Spending Plan - Expenses
Expenses are how money is spent. Examples include cell phone bill, gas for your car, tuition, dining out, student loan repayment, and many others. A spending plan will help manage how much money is spent on expenses. You don’t want to spend too much money on what you want and not have enough for what you need.
There are different types of expenses. Understanding the different types will help you incorporate the expense in your spending plan correctly.
Fixed expenses - This is the first kind. Fixed expenses occur regularly and don’t change from month to month. These include rent, student loan repayment and car payments. Don’t forget about adding to your savings.
Making savings a fixed expense every month will help build a fund to use in case an emergency arises. Which means if you have one, you are less likely to borrow money to deal with it. It is simply added to your spending plan.

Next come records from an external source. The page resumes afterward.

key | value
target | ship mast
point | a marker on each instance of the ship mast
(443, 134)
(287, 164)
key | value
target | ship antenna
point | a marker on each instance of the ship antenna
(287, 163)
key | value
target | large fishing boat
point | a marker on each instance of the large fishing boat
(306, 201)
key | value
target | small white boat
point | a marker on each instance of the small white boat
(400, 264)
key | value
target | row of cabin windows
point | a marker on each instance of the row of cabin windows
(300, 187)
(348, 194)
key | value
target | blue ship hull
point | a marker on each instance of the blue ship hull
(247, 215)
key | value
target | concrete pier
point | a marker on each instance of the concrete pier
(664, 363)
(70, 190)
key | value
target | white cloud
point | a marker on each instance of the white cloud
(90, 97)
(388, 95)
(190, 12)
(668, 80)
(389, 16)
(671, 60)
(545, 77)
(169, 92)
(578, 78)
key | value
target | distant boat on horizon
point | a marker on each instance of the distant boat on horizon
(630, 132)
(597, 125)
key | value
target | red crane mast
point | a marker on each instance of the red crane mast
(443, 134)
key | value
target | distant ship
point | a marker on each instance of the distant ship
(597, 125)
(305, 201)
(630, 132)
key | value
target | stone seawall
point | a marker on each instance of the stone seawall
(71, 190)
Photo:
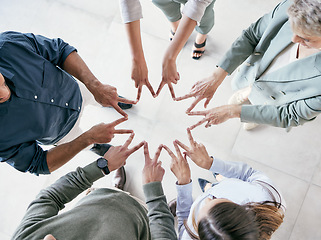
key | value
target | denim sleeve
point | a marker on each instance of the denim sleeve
(54, 50)
(27, 157)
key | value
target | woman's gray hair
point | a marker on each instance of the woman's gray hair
(305, 16)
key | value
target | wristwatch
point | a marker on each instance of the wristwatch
(102, 163)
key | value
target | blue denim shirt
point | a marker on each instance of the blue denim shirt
(45, 101)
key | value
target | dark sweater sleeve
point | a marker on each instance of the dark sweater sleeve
(52, 199)
(161, 220)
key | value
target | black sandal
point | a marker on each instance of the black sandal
(173, 34)
(197, 51)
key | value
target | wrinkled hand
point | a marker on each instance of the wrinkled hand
(197, 152)
(107, 96)
(205, 88)
(217, 115)
(169, 76)
(152, 171)
(179, 166)
(118, 155)
(140, 76)
(103, 133)
(201, 89)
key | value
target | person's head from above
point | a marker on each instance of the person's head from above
(305, 20)
(222, 219)
(5, 92)
(49, 237)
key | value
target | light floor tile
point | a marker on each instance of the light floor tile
(308, 222)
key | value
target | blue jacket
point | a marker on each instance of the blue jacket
(45, 100)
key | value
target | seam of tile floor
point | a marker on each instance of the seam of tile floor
(16, 196)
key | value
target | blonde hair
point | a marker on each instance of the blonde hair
(305, 16)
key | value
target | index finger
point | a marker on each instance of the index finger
(196, 101)
(161, 85)
(146, 153)
(135, 148)
(118, 109)
(171, 154)
(150, 88)
(123, 131)
(139, 92)
(124, 100)
(203, 113)
(184, 97)
(159, 149)
(178, 151)
(190, 137)
(197, 124)
(129, 140)
(182, 145)
(118, 121)
(171, 89)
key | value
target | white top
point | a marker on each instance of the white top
(131, 10)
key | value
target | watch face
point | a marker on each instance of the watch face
(102, 163)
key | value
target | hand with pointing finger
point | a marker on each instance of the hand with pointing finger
(103, 133)
(107, 96)
(179, 166)
(152, 171)
(169, 76)
(205, 89)
(118, 155)
(140, 76)
(197, 152)
(217, 115)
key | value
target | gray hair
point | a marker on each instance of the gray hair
(305, 15)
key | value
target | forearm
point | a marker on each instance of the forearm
(58, 156)
(294, 114)
(75, 66)
(161, 220)
(135, 42)
(184, 203)
(184, 30)
(238, 170)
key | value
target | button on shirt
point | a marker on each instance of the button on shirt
(45, 100)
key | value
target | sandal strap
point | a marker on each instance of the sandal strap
(200, 45)
(196, 51)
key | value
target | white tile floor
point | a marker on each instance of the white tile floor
(291, 159)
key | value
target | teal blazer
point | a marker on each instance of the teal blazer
(288, 96)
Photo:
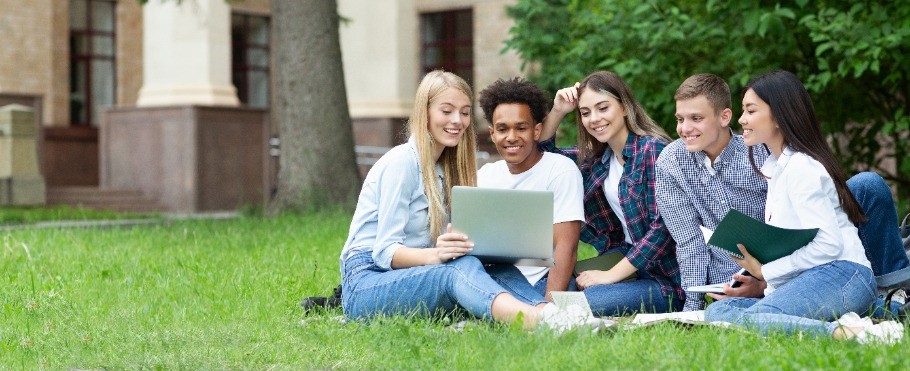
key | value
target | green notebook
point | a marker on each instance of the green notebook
(765, 242)
(602, 263)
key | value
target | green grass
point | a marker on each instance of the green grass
(16, 215)
(225, 294)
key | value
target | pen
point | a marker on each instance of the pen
(735, 283)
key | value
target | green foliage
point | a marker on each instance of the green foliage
(851, 56)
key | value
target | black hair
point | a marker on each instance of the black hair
(792, 110)
(514, 90)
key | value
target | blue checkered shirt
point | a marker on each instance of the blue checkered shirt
(690, 195)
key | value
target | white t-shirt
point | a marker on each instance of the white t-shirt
(554, 173)
(611, 190)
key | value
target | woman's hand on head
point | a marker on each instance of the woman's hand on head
(566, 100)
(449, 246)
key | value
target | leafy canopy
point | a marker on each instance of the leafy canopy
(850, 55)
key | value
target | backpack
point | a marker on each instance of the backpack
(322, 302)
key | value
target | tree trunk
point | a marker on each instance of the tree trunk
(317, 165)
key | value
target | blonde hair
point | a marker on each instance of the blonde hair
(457, 163)
(637, 120)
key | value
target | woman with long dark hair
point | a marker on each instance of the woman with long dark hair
(818, 288)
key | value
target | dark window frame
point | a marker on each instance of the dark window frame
(448, 43)
(89, 56)
(241, 47)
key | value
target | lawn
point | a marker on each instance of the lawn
(24, 214)
(224, 294)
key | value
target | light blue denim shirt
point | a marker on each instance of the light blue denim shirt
(392, 208)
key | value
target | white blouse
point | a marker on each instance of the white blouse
(801, 194)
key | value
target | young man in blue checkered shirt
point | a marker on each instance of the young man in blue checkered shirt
(705, 172)
(700, 176)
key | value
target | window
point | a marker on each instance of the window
(250, 58)
(92, 58)
(447, 40)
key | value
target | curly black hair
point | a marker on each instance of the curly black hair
(514, 90)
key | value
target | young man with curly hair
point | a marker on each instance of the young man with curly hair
(515, 109)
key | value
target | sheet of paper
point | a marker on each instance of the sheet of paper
(689, 317)
(563, 299)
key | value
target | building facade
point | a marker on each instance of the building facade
(117, 86)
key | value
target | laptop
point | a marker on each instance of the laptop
(507, 226)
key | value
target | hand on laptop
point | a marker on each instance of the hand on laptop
(449, 246)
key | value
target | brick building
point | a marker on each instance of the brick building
(138, 107)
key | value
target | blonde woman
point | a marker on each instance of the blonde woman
(401, 257)
(618, 145)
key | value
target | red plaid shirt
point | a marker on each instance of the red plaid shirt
(653, 249)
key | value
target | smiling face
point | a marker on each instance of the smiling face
(515, 135)
(701, 128)
(759, 125)
(449, 116)
(603, 116)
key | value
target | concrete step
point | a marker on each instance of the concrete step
(122, 200)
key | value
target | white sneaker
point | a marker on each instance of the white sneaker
(887, 332)
(572, 317)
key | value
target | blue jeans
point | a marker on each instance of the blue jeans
(511, 279)
(879, 233)
(642, 295)
(807, 303)
(368, 291)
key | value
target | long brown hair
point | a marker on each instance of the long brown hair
(457, 163)
(637, 120)
(792, 110)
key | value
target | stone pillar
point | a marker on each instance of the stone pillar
(187, 54)
(21, 182)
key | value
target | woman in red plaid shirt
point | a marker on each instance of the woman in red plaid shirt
(618, 144)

Flexible expenses - The second kind of expense is called a flexible expense. Like fixed expenses, these occur regularly. However, the amount will change.
Examples include groceries, eating out, entertainment and gas. These expenses are more difficult in developing a spending plan because you have to predict how much you think you will spend during the month. A good place to start is looking at past months to see how much you spent and adjust. Expenses related to your needs such as food, shelter, and school will be a priority. The amount of money for other expenses such as entertainment or clothes shopping should be calculated after all your needs have been met.
It is critical to track these types of expenses as money is spent so you don’t overspend by the end of the month.
Irregular expenses - Costs which occur on an irregular basis, rather than monthly. Examples of periodic or irregular expenses may include tuition, purchasing books quarterly, insurance premiums, school taxes or automobile maintenance costs.